Vamos fazer um dia-a-dia dos Jogos Olímpicos de 2020 como se eles tivessem acontecendo agora (estamos um dia atrasado ainda, este é o relato de segunda-feira, 27 de julho). Ou seja, não tem coronavírus (ou teve, mas acabou rápido)! Mas como é para fantasiar, por que não sonhar alto? Vamos ter uma tendência declarada a pensar nos melhores resultados possíveis - e imaginários - para os brasileiros. 

Antes de mais nada, é uma brincadeira fantasiosa, mas os resultados são baseados nos verdadeiros potenciais dos atletas e em resultados alcançados em outras competições. E algumas escolhas duras tiveram que ser feitas especialmente para selecionar o “Time Brasil”! Venham conosco e esperamos que tudo torne-se realidade em 2021!

Relembre os Dias Anteriores:

Dia 4- Terça-feira, 28 de julho de 2020
Depois de uma segunda-feira iluminada, com dois ouros e nove medalhas, o Brasil não subiu ao lugar mais alto do pódio pela primeira vez na Olimpíada de Tóquio. Mas isso não significa que tenha sido u dia ruim para o país, que garantiu mais três medalhas (todas de bronze) e igualou o recorde de pódios da Rio-2016, com 19. Por enquanto, são quatro ouros, seis pratas e nove bronzes para nossa delegação.

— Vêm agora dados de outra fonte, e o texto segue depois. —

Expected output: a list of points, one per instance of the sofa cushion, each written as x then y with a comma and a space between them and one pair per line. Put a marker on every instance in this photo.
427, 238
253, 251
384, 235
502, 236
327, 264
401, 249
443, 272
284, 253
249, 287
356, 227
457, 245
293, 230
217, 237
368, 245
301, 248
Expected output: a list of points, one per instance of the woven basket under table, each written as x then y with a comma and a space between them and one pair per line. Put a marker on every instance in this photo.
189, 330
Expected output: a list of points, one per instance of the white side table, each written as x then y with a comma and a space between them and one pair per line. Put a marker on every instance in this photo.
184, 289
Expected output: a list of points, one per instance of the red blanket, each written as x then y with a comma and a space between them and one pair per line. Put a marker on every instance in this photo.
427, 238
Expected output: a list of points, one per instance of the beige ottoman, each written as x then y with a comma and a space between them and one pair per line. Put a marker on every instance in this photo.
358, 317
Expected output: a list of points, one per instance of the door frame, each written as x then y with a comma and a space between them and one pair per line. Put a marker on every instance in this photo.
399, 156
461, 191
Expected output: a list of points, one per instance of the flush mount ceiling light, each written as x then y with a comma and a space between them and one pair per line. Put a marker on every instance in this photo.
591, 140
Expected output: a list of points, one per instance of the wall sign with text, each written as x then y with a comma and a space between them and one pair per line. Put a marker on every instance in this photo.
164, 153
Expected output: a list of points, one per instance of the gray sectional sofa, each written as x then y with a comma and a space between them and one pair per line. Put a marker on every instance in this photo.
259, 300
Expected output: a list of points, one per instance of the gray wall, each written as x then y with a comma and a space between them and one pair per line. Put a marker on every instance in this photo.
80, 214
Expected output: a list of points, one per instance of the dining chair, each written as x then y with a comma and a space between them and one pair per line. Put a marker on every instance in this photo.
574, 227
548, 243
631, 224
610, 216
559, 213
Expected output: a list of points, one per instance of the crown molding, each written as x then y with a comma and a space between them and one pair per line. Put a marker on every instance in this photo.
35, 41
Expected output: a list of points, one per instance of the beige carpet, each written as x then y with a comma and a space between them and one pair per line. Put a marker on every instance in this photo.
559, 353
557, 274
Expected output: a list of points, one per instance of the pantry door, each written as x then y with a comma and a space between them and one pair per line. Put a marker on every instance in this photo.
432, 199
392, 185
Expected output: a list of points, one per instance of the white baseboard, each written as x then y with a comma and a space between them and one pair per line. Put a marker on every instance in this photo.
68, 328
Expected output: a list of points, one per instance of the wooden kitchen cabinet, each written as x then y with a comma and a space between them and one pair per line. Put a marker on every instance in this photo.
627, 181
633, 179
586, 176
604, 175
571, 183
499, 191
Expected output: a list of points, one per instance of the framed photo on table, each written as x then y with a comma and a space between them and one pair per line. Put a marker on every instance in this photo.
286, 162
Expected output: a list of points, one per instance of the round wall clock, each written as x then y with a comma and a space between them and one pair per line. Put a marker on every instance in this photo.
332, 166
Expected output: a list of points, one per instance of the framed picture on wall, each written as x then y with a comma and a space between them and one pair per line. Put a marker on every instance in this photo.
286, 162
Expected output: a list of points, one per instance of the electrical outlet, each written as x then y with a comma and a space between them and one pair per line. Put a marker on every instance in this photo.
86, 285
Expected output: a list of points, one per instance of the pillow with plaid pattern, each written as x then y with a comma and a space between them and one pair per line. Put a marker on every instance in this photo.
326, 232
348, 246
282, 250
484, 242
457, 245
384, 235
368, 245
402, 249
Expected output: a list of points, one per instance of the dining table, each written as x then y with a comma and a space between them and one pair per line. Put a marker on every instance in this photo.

Algo recorrente na preparação brasileira em Olimpíadas é o fator fuso, e historicamente o Brasil não ia tão bem em Jogos realizados no oriente - mas parece que esse retrospecto ficou pra trás. Com Ketleyn Quadros parece ser o contrário: a primeira medalhista individual da história feminina, em Pequim 2008, conseguiu um feito inédito no Time Brasil, ao conquistar sua segunda medalha com 12 anos de diferença.

Quadros conseguiu um novo bronze na categoria meio-médio do judô. Ela venceu cinco lutas para conquistá-lo. O primeiro confronto foi resolvido com um ippon diante de Phupu Lhamu Khatri, do Nepal, em 24 segundos. Na segunda rodada, novo ippon diante de Damiella Nomenjanahary, de Madagascar.

As quartas-de-final viu um feito histórico da brasileira, ao derrotar por ippon a japonesa Tashiro Miko, vice-campeã nos dois últimos Mundiais. O que parecia ser um embalo rumo ao ouro não se concretizou e Ketleyn foi eliminada depois de levar um terceiro shido na semifinal, diante da cubana Maylin Del Toro Carvajal, que viria a ser a campeã olímpica.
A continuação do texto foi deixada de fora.